Paranın değiştirilebilir olması ticarete yansır
Lakin Türk lirasının değiştirilebilir hale gelmesi tahmin edilenden farklı bir durumdur. Biz bunu liranın ve malların serbest değişimi olarak algılasak da, kavram o kadar basit değildir. Bu tür anlaşmalar alt maddeler olarak ticaret unsurlarını da kapsar. Siz ülke olarak piyasanın kontrolüne girdiğinizde ne olur? Yanıt dolaylı biçimde bir başka arkadaşımızdan geldi. Şöyle dedi; “sen küçük bir şirketsen uluslararası borsalarda, yani New York ya da Londra’da işlem göremezsin. Ama büyüksen ve işlem görmeye başlarsan, artık kendine ait olmazsın, uluslararası borsanın bir parçası olursun. Artık şirket kendi kendine yönetilmez, uluslar arası sistem ne isterse onu yapmakla mükelleftir.”

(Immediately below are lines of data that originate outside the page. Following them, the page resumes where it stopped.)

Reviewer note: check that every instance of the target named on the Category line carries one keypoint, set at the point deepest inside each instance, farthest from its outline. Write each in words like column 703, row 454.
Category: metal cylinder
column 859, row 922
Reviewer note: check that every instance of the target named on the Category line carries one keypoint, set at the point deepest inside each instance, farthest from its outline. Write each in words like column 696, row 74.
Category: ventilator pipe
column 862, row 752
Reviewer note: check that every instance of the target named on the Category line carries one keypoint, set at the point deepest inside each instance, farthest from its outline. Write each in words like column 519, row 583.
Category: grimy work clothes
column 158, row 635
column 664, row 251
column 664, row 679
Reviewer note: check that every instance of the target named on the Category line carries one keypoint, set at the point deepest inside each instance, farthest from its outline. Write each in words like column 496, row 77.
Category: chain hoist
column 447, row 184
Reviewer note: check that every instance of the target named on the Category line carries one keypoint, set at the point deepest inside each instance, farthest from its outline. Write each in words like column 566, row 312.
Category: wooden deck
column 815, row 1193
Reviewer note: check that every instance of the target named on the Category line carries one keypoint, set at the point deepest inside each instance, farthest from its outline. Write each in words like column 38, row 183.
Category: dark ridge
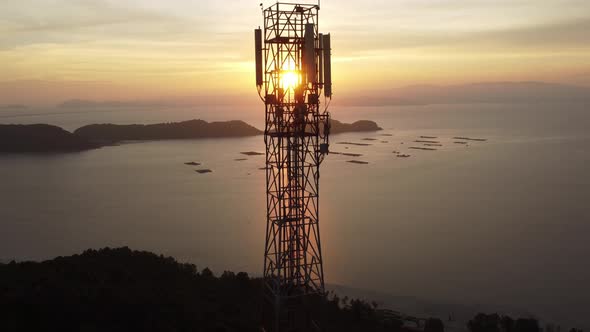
column 358, row 126
column 162, row 131
column 41, row 138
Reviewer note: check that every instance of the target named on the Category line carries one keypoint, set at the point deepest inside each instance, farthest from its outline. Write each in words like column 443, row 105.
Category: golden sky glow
column 125, row 49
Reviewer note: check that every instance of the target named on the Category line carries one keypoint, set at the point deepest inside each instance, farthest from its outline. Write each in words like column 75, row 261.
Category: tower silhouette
column 293, row 67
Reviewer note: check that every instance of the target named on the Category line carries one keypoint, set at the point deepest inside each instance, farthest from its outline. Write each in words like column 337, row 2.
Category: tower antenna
column 293, row 68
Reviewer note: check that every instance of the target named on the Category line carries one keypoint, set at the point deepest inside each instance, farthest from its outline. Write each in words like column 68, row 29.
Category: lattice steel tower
column 293, row 68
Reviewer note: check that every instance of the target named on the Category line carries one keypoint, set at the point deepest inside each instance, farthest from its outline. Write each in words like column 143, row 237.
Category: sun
column 289, row 79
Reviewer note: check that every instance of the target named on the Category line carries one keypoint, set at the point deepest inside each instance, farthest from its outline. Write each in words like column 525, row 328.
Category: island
column 41, row 138
column 162, row 131
column 338, row 127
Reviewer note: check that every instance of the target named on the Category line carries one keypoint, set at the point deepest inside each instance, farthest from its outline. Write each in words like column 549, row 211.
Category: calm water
column 505, row 222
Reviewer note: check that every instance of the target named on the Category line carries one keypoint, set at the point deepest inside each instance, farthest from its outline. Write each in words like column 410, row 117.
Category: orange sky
column 52, row 50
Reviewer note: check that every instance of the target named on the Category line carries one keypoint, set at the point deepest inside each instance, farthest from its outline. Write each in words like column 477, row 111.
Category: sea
column 501, row 225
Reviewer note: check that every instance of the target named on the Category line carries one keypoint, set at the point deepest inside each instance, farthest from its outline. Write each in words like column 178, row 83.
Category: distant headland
column 43, row 138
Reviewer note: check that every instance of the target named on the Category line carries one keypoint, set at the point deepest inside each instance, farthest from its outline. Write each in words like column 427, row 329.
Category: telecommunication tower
column 293, row 69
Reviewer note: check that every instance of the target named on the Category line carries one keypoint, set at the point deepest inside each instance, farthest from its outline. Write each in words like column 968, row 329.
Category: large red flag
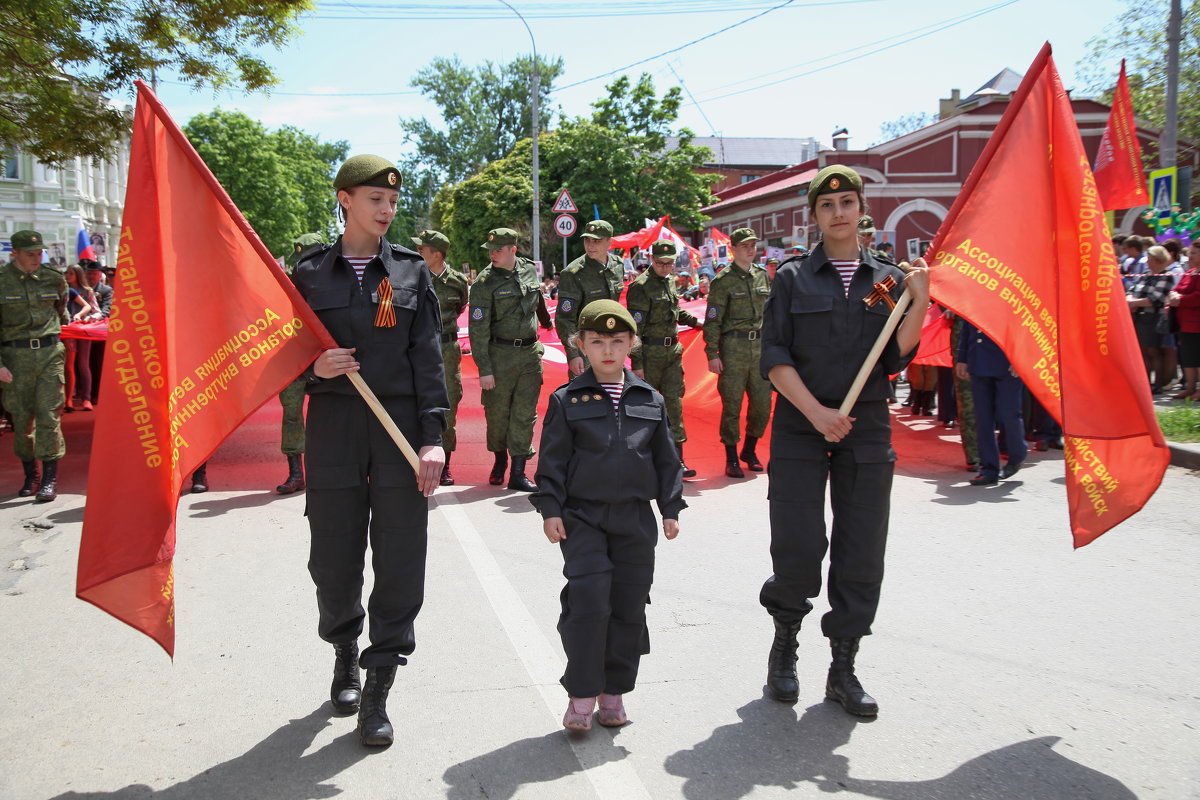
column 1119, row 173
column 204, row 329
column 1026, row 256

Şirketin borsaya endekslenmesi gibi liranın da konvertibl hale gelmesi sizi uluslararası piyasaların parçası haline getirir. Artık onların istediği kadar kanalınız olmak zorundadır. Sonuçta endüstrileşmeden ziyade ithalat da artar. Televizyona en çok endüstrinin ihtiyacı vardır, ürünlerin tanıtımı için reklam gereklidir. Ülke ekonomisi diğer ülkelerle aynı borsada işlem gördüğünden, o ülkelerde satılan malların bizim ülkemizde de satılması söz konusu olacaktır. Tanıtım gerekir, bunun için en uygun alan, hele hele gazete okuma alışkanlığı olmayan bir ülke için, televizyon olacaktır.
Ticaret reklam mecrasını genişletir
Mesele izleyicinin ekran başında tutulmasıdır. Tek kanal varken olmayan bu sorun, çok kanal olduğunda da “bütün kanalların aynı anda reklama girmeleriyle” aşılır. Reklam anlaşmaları paketler biçiminde yapılır. Seyirci kanal değiştirse bile reklam aynı kalır. Bu mükemmele yakın işleyen bir sistemdir. Hele hele ekran başındaki izleyiciyi cezbeden birileri de bulunursa iş çok daha kolay hale gelir. İzleyici örneği tekrarlar, bu koşullarda örnek alının program sunucusu zaman zaman bir ürünün reklam yüzüne de dönüşür. İnsanlar özenir, siz özendiklerinin yaptıklarını pazarlarsınız; duruma göre bir deterjan ya da bebek bezi de olabilir. Sonuçta her ürün kendi yüzünü bulacaktır.